Absolutely, it seems statistically impossible that those things could all happen on the same day.
Exactly. So, yeah that makes me really, really question like the architecture of the universe and the architecture of our lifetimes, and this spiritual element that is associated with navigating life. And that’s something I’m working on in my next book is like that deep delve into the purpose of life.
Did it all happening on the same day feel like a good omen or something – like a sign that it was going to be okay?
I struggled with that. I went back and forth quite a bit. I think in my chapter, what I said was, whoever up there is the designer of all of this, God or whatever you want to call it, whoever up there is deciding all of this, they couldn’t be so cruel as to take my husband on the exact same day. So I’m going to take it as a good sign.
Surely. And, I already feel excited for your next book. Can you tell me more about that side of things in your life, because you do all these wild things like base jumping, but then you also run a not-for-profit to honour your brother, as well as a publishing company that you started when you were like 16 or something outrageous. How did that happen?
I just kind of fell into it. Someone asked me yesterday if it was premeditated, but I was like, no – think about yourself at 16, this was not planned whatsoever! I truly fell into it. All I knew was that I didn’t want to work for anyone else. That’s all I knew, and that I wanted to be a creative of some kind. It originally started as a magazine, and then it developed from there into a publishing firm. Yeah, and now it’s been going for 16 years.
Okay, that is truly incredible. Congratulations.
Thank you, I mean, I would say that’s one thing I would say is like, I don’t feel like entrepreneurs get enough credit in life. I get way more credit for jumping off a cliff, which to be honest, isn’t that hard to do, than I do for running a company for 16 years.
You’ll know this – entrepreneurship and running a small business is a grind. Like, you have to have more strength and more perseverance and more balance and more determination than 99% of the planet or you will not survive as a company. I feel like true entrepreneurs, not “Instagram” entrepreneurs, but like true entrepreneurs understand that it is a very, very rare set of skills that you have to have over time to be able to keep a small business running, and that’s where I feel like that that sector of society needs more credit for what they’re doing.
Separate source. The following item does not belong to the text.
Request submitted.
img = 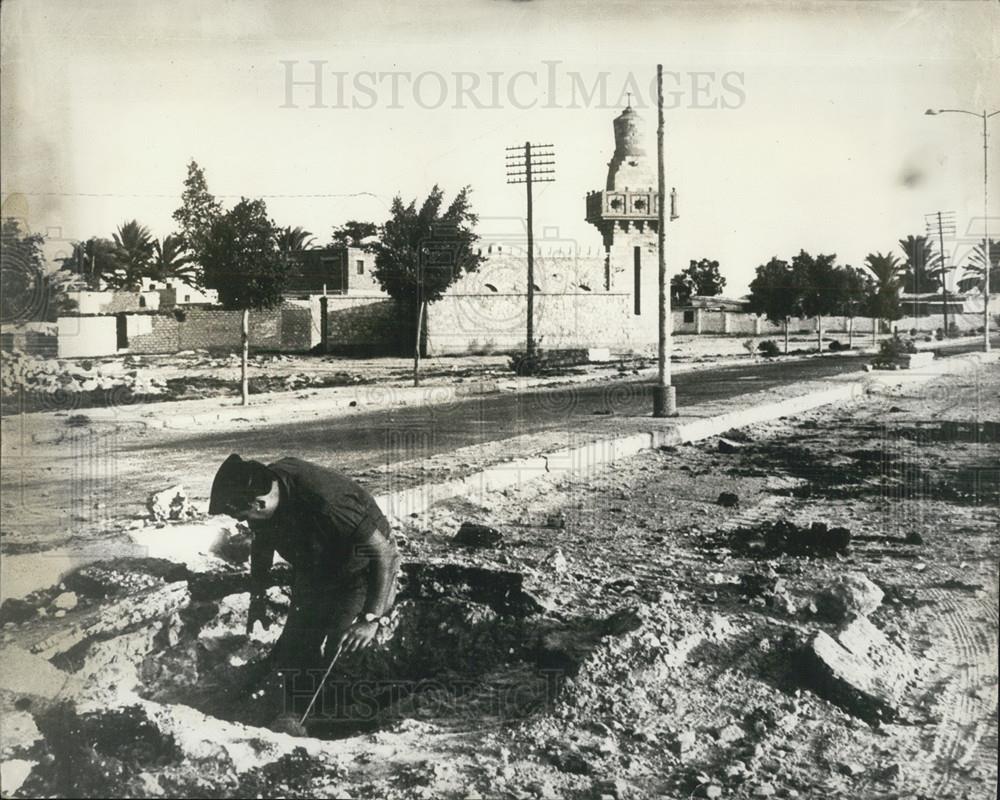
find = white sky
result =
[0,0,1000,294]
Oh man, running a business is hard. Running a media company is hard. We’re four years in and have seen some amazing highs – as well as some pretty low lows.
Oh, it’s really challenging. I take my hat off to you guys. I went through years of that in my early 20s. And I was in the States and was thrown so many lawsuits – like, I have been almost bankrupt five times. I had to lay off employees, because I could not afford to pay them. It’s a nasty business at times. It took so much dedication and time, and I’m sixteen years in and I have now, you know, I have a great team and it’s a stable business, but it took me years and years to get to that point.
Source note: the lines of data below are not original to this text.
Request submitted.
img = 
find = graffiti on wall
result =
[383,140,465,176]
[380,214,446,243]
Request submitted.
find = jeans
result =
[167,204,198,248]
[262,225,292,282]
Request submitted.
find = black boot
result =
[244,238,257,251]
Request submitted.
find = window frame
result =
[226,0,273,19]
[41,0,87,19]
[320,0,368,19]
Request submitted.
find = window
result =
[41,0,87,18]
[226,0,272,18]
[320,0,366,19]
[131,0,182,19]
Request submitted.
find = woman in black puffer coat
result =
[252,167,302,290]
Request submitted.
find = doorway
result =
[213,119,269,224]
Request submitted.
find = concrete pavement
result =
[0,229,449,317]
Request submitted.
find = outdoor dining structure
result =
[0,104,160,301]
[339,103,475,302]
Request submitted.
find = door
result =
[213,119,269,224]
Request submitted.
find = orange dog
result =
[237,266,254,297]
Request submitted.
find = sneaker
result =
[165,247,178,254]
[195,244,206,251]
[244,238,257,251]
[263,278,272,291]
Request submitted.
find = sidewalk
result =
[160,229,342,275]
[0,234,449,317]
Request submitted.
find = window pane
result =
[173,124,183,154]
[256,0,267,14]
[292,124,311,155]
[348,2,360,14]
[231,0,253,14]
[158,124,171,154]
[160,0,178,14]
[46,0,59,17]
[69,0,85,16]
Thanks so much for your time today, Sequoia. To finish up, can I ask you, what are the biggest lessons perhaps you’ve learned about grief?
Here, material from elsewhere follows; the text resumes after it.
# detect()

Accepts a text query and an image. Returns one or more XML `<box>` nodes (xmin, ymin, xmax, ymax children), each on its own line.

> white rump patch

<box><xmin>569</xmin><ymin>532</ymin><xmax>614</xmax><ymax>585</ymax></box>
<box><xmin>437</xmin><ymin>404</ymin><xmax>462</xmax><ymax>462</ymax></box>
It’s a great question. You know, I always say that grieving is an ongoing process. It’s not something that ends very quickly – it takes a lifetime to navigate. It’s nearly 11 years and I’m still navigating how to deal with waves of grief and emotion. But I would say that a really important lesson that I personally have learned over the last 11 years now is, human beings, we’re really strong and we’re really resilient. The necessity to trust in our own inner strength is really, really important. I think that shit doesn’t get piled on you in life unless there’s a reason for it.